Workers’ movement response
What conclusions should the workers’ movement draw from all of this? Firstly that this is a weak government that can be defeated and forced out of office. That does not mean victory for the working class is certain at this stage, however. The one thing that every wing of the Tory party is united on is the need to make the working class pay for the crisis in their system. As explained in the Socialist this week, a determined, coordinated struggle is needed to defeat Truss and her cronies.
If Truss and the Tories are forced out of office, it will raise the confidence of the whole working class. However, there is unfortunately no prospect of a government led by Sir Keir Starmer acting in the interests of the majority. On the contrary, Starmer’s New Labour will be like Blair’s version – another government of the elite. This time, however, New Labour would be coming to power not in a period of relative economic stability, but during a deep crisis of British capitalism. Starmer’s capitalist backers will demand much more savage attacks on the working class than in the 1990s.
This also poses the urgent need for the workers’ movement to start building its own political party. We need MPs in the houses of Westminster who can give a voice to the growing industrial fightback.
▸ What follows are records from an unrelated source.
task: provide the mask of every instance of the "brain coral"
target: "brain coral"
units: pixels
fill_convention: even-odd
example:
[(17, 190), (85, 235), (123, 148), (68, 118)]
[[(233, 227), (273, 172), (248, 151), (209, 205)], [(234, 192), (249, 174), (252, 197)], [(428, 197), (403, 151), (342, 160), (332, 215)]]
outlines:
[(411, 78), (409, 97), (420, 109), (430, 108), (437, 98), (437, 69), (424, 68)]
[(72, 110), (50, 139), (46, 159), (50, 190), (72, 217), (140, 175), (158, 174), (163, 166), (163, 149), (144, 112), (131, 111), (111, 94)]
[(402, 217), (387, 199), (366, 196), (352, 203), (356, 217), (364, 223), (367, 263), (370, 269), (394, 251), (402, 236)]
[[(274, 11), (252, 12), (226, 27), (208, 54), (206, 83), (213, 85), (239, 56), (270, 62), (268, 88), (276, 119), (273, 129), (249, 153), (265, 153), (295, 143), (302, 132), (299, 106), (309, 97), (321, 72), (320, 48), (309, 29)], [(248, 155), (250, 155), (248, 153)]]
Rather than waiting for some future date to start to tackle this issue, the workers’ movement should take the first steps now, including preparing to stand candidates in the next general election whenever it comes.
Even an initially small block of MPs from a workers’ party that fought for socialist policies – starting with nationalisation, under democratic workers’ control, of energy, rail, mail and telecoms; mass council house building and a £15 an hour minimum wage – would enormously increase the fighting strength of the workers’ movement in the struggles ahead, and could quickly gain mass support. The ruling class and its political representatives are in complete disarray. The workers’ movement needs to seize the moment.